Has anyone encountered a problem with, or have any ideas around, the
..\$MFT on NTFS becoming corrupted while using std:: ofstream? I had
some code that would run for a few days and suddenly crash the system,
and Windows XP would report the MFT was corrupt. The only thing to do
was reinstall Windows (it won't boot, even in safe mode).

I've pared my code down to the offending portion... my code writes many
million small text files. When I reach approximately 25+ million files,
the corruption happens. I am no where near filling the disk. I've
eliminated short file names and increased the size of the MFT. This
problem happens on many different machine hardware configurations,
single/hyper/multi-processor machines with single/multiple/RAID drives
as well as flat directory and nested subdirectory situations (I've
tried a lot of stuff to narrow this down...).

A few more points:
I am well under the NTFS limit of >4billion files.
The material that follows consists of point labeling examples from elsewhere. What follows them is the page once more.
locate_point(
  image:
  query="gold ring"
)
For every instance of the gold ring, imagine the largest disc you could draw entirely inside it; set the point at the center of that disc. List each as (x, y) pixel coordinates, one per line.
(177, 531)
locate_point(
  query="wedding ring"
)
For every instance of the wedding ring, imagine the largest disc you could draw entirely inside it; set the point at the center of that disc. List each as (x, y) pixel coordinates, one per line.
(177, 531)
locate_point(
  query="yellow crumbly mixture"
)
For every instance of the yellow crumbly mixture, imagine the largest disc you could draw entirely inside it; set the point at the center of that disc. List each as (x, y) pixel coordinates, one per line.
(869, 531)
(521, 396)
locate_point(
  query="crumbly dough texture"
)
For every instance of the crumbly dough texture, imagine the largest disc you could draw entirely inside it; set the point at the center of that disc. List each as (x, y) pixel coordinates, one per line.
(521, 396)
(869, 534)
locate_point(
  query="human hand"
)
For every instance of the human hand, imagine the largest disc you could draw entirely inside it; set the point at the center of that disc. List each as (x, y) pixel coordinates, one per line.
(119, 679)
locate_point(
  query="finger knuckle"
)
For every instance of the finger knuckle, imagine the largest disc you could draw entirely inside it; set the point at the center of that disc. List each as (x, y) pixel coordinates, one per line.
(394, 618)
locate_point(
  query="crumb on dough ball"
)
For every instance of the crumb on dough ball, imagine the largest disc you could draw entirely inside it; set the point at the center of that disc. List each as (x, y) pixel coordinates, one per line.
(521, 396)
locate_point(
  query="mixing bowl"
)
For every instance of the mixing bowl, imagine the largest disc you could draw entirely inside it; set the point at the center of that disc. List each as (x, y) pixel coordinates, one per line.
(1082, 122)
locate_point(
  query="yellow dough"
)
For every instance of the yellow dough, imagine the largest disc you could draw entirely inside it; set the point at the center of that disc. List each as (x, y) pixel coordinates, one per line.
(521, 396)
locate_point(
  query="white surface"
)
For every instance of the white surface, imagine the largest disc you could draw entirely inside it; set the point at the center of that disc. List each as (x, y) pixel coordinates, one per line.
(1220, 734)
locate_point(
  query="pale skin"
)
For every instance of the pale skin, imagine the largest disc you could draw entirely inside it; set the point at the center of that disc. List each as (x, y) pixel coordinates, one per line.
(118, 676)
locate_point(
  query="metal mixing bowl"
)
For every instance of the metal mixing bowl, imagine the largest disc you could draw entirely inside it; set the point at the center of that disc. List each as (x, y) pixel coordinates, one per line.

As well, I've disabled short file names and expanded the size of the MFT as suggested by MSDN and http://www.ntfs.com I know it seems unusual, but the project dictates things be handled this way. In a nutshell, my module manages the placement of these small files within the directory structure; the requirements are such that many million small files will be placed within the structure. During testing, the hardware was crashing, not the software (though it ceased doing anything useful). I slowly whittled the problem down to a point where I was simply outputting 25+ million simple ASCII text files of the appropriate size (4 - 16K). It's been tested on many hardware combinations; all crash. I agree that it should not, but it is, repeatedly and reproducably.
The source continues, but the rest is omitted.